Let \(D_{i, t}\) be the number of deaths in location \(i\) at time \(t\). Let \(I_{i, t}^r\) be the reported number of cases in location \(i\) at time \(t\) and \(I_{i, t}^{true}\) be the true number of cases. We assume that the reporting to death delay \(\delta\) is distributed according to a gamma distribution with mean \(\mu\) and standard deviation \(\sigma\). That is,

\[\delta \sim \Gamma(\mu, \sigma).\]

Let \(r_{i, t}\) be the ratio of deaths to reported cases in location \(i\) at time \(t\). We assume that deaths are distributed according to a Binomial distribution thus: \[ D_{i, t} \sim Binom\left( \int\limits_0^{\infty}{\Gamma(x \mid \mu, \sigma)I_{i, t - x}^{r}dx} , r_{i, \mu}\right). \]

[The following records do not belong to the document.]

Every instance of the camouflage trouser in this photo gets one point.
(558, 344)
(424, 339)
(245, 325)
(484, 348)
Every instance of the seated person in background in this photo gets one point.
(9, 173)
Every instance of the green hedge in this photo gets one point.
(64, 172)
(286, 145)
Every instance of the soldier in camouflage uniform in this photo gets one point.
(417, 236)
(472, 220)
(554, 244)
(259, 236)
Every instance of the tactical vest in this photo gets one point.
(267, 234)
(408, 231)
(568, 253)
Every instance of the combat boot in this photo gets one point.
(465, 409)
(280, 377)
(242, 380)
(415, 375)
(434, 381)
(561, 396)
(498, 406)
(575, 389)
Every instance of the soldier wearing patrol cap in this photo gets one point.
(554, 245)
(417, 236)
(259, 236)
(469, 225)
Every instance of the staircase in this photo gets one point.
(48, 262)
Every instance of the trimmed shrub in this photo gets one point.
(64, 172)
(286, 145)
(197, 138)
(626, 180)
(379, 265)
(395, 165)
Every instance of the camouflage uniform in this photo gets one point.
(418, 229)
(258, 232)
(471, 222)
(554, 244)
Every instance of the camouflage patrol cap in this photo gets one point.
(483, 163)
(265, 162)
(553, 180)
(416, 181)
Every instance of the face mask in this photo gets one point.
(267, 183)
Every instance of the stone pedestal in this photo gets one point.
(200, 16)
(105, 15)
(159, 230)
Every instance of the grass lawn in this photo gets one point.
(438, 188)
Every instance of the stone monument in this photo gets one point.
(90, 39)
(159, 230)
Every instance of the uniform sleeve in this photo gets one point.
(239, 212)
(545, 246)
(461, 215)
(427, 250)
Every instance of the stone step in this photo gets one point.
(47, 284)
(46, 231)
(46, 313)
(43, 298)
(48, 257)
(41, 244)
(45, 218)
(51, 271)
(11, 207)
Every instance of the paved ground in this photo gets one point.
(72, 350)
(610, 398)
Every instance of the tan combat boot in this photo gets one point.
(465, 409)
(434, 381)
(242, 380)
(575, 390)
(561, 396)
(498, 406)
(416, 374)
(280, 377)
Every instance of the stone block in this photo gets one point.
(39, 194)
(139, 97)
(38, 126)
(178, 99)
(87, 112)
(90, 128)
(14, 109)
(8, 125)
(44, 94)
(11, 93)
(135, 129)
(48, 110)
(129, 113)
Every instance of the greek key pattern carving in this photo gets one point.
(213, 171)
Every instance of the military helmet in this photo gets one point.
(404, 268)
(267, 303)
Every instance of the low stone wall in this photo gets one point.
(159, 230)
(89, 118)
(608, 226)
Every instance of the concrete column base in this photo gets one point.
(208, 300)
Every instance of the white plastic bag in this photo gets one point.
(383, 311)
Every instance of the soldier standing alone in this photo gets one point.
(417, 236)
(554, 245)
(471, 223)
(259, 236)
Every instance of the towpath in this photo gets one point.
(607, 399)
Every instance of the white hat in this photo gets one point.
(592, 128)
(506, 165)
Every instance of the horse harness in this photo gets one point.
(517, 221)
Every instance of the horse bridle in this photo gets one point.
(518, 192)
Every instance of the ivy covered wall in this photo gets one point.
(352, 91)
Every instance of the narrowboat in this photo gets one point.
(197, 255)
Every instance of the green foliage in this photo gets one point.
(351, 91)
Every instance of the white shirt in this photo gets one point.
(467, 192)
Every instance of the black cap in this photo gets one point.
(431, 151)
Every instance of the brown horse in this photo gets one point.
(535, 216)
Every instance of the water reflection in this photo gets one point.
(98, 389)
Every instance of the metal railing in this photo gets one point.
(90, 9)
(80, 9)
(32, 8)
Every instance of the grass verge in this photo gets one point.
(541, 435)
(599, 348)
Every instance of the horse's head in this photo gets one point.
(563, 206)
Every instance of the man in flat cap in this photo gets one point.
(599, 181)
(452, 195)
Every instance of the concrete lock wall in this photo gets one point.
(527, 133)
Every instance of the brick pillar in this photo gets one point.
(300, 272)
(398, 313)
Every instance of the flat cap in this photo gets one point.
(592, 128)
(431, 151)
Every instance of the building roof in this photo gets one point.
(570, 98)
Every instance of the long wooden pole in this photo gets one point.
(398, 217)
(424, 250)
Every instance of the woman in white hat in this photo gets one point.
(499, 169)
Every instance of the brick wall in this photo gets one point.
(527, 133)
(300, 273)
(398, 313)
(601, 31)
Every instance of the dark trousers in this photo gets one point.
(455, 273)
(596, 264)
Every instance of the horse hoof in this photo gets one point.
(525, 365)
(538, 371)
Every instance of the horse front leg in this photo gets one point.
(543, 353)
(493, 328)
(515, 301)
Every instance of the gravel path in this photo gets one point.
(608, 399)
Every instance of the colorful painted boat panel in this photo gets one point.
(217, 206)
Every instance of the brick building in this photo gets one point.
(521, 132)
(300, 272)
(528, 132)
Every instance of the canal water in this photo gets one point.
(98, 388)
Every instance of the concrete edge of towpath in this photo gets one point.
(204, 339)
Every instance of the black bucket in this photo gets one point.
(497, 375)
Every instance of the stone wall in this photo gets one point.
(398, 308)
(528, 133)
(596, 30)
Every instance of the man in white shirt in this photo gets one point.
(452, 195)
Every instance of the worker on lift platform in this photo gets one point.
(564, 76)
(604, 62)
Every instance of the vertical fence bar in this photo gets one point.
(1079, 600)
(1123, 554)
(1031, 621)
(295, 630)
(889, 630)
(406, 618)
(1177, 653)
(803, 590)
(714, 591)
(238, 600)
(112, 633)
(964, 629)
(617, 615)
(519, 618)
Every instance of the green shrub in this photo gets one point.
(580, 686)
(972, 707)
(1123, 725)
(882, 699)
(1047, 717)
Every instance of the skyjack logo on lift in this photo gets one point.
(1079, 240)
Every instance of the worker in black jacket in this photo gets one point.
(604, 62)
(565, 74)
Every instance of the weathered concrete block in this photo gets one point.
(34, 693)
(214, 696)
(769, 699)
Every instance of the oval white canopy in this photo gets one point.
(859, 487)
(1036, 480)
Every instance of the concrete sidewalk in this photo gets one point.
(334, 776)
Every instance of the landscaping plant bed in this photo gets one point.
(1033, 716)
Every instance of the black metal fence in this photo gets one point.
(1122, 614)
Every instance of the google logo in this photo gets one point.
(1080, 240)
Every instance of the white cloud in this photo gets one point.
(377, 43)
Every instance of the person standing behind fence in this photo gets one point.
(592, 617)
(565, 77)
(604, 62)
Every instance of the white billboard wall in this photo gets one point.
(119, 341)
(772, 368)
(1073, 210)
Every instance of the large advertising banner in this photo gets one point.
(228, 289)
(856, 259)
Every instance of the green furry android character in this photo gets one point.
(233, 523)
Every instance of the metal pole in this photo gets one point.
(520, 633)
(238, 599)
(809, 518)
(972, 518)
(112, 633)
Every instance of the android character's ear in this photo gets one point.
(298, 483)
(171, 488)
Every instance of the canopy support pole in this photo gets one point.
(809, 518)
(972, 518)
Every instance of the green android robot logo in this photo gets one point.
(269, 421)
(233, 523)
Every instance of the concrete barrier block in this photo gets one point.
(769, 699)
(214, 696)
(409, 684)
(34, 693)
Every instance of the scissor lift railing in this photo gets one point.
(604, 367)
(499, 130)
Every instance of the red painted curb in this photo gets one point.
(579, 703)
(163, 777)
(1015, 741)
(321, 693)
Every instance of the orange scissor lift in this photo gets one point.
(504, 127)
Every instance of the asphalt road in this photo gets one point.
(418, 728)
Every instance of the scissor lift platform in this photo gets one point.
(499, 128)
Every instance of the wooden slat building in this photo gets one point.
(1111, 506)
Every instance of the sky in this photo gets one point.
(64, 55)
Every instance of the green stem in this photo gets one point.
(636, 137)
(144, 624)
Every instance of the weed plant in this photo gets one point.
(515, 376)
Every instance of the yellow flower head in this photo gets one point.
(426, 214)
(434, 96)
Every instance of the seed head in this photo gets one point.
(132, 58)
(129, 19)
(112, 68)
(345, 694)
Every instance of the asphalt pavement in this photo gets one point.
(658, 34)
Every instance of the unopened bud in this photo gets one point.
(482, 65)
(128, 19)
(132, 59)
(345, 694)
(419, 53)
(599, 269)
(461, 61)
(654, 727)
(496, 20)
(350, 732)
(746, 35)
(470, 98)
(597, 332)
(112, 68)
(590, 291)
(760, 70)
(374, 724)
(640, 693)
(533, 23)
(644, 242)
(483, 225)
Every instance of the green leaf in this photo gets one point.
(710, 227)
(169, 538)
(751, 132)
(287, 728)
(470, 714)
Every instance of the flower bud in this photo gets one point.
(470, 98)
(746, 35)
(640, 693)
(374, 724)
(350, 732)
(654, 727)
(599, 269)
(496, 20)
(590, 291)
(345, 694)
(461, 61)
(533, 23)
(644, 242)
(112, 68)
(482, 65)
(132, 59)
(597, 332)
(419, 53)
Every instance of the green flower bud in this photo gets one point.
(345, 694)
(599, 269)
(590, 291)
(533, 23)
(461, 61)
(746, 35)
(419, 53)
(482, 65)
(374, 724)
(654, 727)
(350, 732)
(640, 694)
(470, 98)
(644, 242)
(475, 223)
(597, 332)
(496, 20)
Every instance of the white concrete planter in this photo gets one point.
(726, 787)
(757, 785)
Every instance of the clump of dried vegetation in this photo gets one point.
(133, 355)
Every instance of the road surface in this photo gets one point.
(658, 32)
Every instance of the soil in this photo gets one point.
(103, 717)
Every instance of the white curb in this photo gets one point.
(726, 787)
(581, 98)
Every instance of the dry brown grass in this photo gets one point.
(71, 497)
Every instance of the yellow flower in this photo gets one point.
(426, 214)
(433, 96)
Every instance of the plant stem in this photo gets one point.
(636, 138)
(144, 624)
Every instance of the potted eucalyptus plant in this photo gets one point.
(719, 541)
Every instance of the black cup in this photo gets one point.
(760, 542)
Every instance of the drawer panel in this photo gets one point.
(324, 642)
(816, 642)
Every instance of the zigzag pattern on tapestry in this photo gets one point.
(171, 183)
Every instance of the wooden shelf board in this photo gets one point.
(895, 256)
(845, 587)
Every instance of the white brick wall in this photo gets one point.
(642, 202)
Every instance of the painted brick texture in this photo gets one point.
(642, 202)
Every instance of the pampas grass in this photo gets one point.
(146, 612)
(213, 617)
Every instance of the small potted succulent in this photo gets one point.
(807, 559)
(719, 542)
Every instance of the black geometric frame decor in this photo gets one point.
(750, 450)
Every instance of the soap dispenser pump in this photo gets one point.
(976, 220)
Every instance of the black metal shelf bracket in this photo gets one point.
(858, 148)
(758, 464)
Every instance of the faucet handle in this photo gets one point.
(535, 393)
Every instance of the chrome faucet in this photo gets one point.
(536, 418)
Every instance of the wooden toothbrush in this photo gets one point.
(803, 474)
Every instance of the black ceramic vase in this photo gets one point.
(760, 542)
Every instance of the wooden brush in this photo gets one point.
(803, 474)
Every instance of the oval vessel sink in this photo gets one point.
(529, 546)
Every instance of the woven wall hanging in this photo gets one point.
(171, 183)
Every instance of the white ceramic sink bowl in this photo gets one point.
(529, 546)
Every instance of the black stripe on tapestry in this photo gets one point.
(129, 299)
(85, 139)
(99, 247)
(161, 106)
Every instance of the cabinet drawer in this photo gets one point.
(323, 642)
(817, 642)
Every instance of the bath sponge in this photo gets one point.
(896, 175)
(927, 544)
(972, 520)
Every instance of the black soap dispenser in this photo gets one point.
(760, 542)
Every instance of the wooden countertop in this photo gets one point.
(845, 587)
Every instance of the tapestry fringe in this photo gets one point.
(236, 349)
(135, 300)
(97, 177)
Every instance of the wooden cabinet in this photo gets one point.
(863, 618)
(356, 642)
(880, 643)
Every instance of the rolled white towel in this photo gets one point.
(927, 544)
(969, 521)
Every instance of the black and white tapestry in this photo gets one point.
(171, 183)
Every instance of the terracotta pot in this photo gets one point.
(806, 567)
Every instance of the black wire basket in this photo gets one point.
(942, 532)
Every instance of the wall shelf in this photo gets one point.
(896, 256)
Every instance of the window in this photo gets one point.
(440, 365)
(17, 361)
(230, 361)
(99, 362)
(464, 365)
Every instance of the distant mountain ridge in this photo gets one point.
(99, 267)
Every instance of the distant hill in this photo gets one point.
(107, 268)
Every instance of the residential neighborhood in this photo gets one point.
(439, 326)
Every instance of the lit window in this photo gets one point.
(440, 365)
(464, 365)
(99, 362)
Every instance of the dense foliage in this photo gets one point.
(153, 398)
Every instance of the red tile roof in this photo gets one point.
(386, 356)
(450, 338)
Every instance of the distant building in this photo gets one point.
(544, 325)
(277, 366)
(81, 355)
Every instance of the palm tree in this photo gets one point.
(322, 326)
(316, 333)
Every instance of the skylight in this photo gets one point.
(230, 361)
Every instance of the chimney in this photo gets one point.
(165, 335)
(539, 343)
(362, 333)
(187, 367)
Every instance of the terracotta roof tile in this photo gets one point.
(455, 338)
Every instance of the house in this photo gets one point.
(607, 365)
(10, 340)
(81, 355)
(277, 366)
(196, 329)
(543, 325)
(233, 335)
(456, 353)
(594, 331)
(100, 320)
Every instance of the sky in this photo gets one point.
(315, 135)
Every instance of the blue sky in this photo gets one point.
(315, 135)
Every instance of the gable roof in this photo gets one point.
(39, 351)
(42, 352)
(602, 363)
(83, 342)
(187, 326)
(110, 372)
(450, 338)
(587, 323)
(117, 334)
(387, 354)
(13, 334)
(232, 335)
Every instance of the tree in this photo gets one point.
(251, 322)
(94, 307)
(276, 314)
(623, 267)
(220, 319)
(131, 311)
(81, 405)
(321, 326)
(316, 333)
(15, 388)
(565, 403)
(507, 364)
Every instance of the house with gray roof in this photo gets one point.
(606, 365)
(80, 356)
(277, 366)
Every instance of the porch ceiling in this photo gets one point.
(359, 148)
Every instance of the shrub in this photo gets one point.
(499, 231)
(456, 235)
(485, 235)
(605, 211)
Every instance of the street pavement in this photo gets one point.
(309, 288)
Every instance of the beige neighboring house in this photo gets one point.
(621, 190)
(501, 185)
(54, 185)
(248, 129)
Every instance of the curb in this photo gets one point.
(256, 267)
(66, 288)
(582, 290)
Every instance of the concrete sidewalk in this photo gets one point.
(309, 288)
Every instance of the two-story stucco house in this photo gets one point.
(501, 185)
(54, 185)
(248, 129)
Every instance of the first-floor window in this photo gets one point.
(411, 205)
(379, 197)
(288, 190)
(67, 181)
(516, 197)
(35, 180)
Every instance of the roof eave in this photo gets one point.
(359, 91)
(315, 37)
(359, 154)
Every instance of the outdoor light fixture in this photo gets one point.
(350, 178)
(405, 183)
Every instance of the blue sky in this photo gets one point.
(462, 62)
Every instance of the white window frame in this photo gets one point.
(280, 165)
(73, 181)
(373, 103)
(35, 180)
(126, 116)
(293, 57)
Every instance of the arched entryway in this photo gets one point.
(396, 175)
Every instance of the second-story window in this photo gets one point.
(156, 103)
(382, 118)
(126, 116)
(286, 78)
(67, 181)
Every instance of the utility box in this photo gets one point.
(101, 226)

This allows us to obtain a posterior distribution for \(r_{i, t}\).

To obtain forecast of deaths, we rely on reported cases to obtain \(\int\limits_0^{\infty}{\Gamma(x \mid \mu,\sigma)I_{i, t - x}^{r}dx}\). As cases reported in the coming week may die within the same week ( i.e. for \(x \in \{0,7\}\), \(\Gamma(x \mid \mu,\sigma) > 0\)), we estimate new reporting cases in the coming week by sampling from a Gamma distribution with mean and standard deviation estimated from the number of observed cases in the last week.

While this assumes no growth or decline in the coming week, this baseline assumption is justifiable as a null-hypothesis scenario as it does not influence our results dramatically given the contribution to deaths due to those being very small (i.e. less than 2%).

We therefore obtain the forecasted number of deaths as: \[ D_{i, t} \sim Binom\left( \int\limits_0^{\infty}{\Gamma(x \mid \mu, \sigma)I_{i, t - x}^{r}dx} , r_{i, \mu}\right). \]

where \(r_{i, \mu}\) is the estimated ratio of deaths to reported cases for the last week of data, and \(\int\limits_0^{\infty}{\Gamma(x \mid \mu,\sigma)I_{i, t - x}^{r}dx}\) relies on observed reported cases up to the last day with available and estimated reported cases as described above.

Ensemble Model

For all countries included in the analysis, the ensemble model is built from Models 1, 2 and 3.

Individual Model Outputs

Code

All code used for this analysis can be found at: https://github.com/mrc-ide/covid19-forecasts-orderly and https://github.com/mrc-ide/us-covid19-forecasts-orderly

References

The forecasts produced use the reported daily counts of deaths per country available on the WHO website: https://covid19.who.int

Notes

• Some countries have been excluded from the analysis despite meeting the threshold because the number of deaths per day did not allow reliable inference.

• We have excluded US states from the analysis because a majority of the states are not reporting data on a daily basis.